When Rooke came back, after the third or fourth glass of ice water in his face, he found himself stripped to his shorts, his hands and legs cuffed to the legs of a metal kitchen chair leaning against the refrigerator door. I didn't trust duct tape to hold him any more than I trusted myself not to shoot the crazy bastard in the eye. He came back to consciousness as if he had never been away.
"Do you know who I am, old man?" he said. "You're in a shit-load of trouble."
"Do you know who I am, asshole?" I said. "You're probably in more trouble than I am."
"What do you want?" he asked, not missing a beat. He knew who I was now. "We can work something out, Mr. Milodragovitch."
"I'd really like to know who hired your brother to kill me."
"That's going to be a problem -" he started to say.
I interrupted by placing the derringer against the fold of his armpit and pulling the trigger. It was a light load, but the powder burn seared the skin and the notched hollow point carved a deep groove through his flesh, a painful red, white, and black furrow. I had some idea of how much this must have hurt, but Rooke seemed totally surprised. Before he got his breath back, I sloshed a bit of organic habanero salsa onto a dish towel. He looked as if he couldn't believe what was happening. Then I snuggled the cloth into the wound, and taped the towel over his shoulder.

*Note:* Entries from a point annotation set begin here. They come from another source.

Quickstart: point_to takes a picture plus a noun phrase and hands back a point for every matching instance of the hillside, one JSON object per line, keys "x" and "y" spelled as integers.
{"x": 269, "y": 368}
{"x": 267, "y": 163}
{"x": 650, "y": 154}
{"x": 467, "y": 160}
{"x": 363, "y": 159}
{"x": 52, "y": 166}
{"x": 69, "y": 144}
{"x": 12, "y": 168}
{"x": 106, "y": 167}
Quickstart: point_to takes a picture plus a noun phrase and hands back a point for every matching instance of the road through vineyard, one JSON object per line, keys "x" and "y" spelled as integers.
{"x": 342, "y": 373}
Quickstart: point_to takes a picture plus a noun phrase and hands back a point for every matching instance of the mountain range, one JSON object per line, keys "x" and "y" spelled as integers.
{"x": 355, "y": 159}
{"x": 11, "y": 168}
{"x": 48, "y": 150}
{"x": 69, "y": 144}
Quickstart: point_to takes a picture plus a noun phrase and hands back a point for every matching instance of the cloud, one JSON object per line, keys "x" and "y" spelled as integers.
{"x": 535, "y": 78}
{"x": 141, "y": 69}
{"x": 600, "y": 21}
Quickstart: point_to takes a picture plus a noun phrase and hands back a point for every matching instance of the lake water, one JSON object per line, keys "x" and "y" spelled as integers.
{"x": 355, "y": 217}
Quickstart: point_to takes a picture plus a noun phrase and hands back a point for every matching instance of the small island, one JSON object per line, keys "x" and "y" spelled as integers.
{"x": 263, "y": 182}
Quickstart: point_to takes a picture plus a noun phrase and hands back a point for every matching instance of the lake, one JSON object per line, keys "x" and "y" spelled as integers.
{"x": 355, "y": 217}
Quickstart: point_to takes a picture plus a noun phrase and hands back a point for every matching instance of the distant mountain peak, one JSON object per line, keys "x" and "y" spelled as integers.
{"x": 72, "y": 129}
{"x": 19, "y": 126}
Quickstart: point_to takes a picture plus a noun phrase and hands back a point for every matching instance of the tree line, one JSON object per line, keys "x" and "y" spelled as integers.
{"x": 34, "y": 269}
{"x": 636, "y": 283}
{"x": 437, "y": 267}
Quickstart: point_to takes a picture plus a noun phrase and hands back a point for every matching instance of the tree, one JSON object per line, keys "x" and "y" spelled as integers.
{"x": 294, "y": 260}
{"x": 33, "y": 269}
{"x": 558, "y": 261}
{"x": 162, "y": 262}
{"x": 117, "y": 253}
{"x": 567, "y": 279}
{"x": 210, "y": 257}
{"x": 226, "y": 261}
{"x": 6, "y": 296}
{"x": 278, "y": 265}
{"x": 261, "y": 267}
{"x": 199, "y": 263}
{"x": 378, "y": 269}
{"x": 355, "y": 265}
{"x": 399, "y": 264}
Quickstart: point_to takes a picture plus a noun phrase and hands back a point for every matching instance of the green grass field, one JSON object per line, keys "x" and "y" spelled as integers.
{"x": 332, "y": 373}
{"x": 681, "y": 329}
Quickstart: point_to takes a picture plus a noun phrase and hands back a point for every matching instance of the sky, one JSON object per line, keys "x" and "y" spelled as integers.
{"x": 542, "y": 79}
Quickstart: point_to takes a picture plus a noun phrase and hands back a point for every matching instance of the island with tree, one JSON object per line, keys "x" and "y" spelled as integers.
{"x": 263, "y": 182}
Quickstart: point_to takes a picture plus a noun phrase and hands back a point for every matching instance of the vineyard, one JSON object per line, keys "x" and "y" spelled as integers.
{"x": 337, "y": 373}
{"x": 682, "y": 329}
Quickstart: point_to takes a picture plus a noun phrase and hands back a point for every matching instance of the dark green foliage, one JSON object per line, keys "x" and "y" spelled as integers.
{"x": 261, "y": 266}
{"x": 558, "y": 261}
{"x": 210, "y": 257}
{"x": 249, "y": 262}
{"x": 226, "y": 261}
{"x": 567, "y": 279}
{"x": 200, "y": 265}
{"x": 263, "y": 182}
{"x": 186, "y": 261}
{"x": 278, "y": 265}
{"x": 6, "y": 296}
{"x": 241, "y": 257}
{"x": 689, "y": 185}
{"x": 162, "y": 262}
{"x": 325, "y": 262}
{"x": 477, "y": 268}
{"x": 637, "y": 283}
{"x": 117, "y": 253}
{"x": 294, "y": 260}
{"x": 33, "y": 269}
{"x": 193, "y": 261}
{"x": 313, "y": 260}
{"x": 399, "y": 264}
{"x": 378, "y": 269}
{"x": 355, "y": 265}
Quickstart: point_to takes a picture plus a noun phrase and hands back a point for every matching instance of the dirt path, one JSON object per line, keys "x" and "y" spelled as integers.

Rooke didn't have much to say. He seemed to have fainted. He just sprawled in the chair and drooled while I cleaned him up and started my search of the house.

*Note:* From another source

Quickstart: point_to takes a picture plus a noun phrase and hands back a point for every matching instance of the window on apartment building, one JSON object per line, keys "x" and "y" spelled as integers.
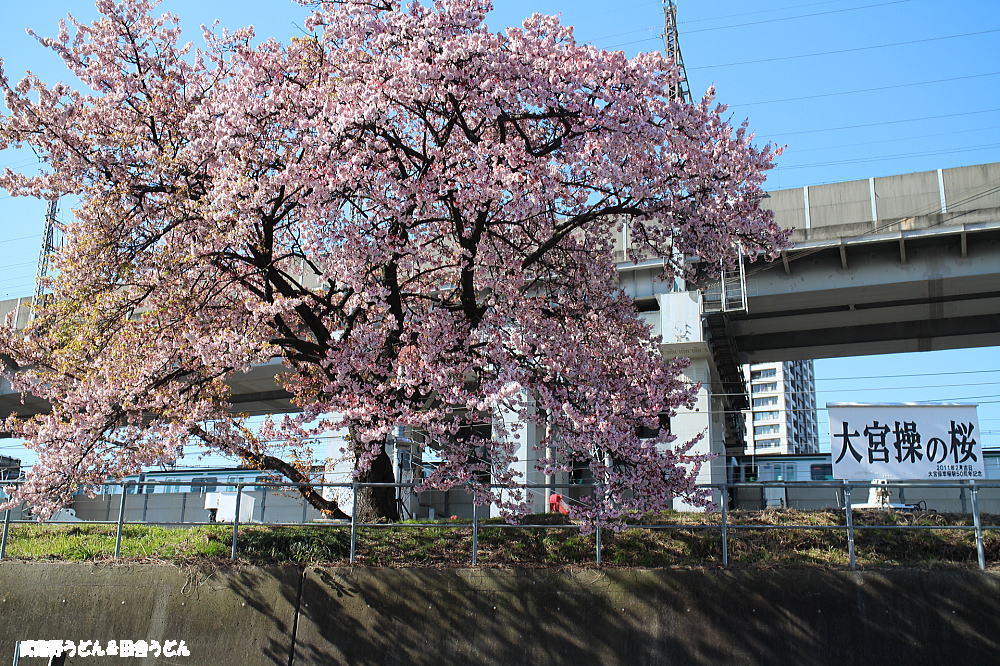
{"x": 648, "y": 433}
{"x": 821, "y": 472}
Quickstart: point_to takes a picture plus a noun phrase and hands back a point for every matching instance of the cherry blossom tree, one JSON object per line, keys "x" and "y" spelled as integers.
{"x": 416, "y": 215}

"Well," I said half an hour later – the bastard hadn't even bothered to lock the entrance to the basement -"since you know who I am, asshole, and if I don't care that you know who I am, then you probably realize that when I leave here, you don't have much of a chance of being alive. It's simply a matter of how much pain you can stand."
"Bring it on, you son of a bitch."
"Since you threatened to ruin my life, and as far as I can tell you're still trying – rumor has it that you're planning to convince the grand jury to indict me for Billy Long's death – there's some other stuff you should consider," I said. "Credit card records put either you, your brother, or both of you in six cities across the country in the past six years where young women have been raped, tortured, mutilated, and killed. You never came to the FBI's attention because you bastards are law enforcement. You covered your tracks perfectly, cleaned the crime scenes professionally. You used different setups and took different parts of the body each time. Was Annette McBride the first? Or just another one? What the fuck were you doing? And how stupid was it to keep your souvenirs in a freezer in the basement?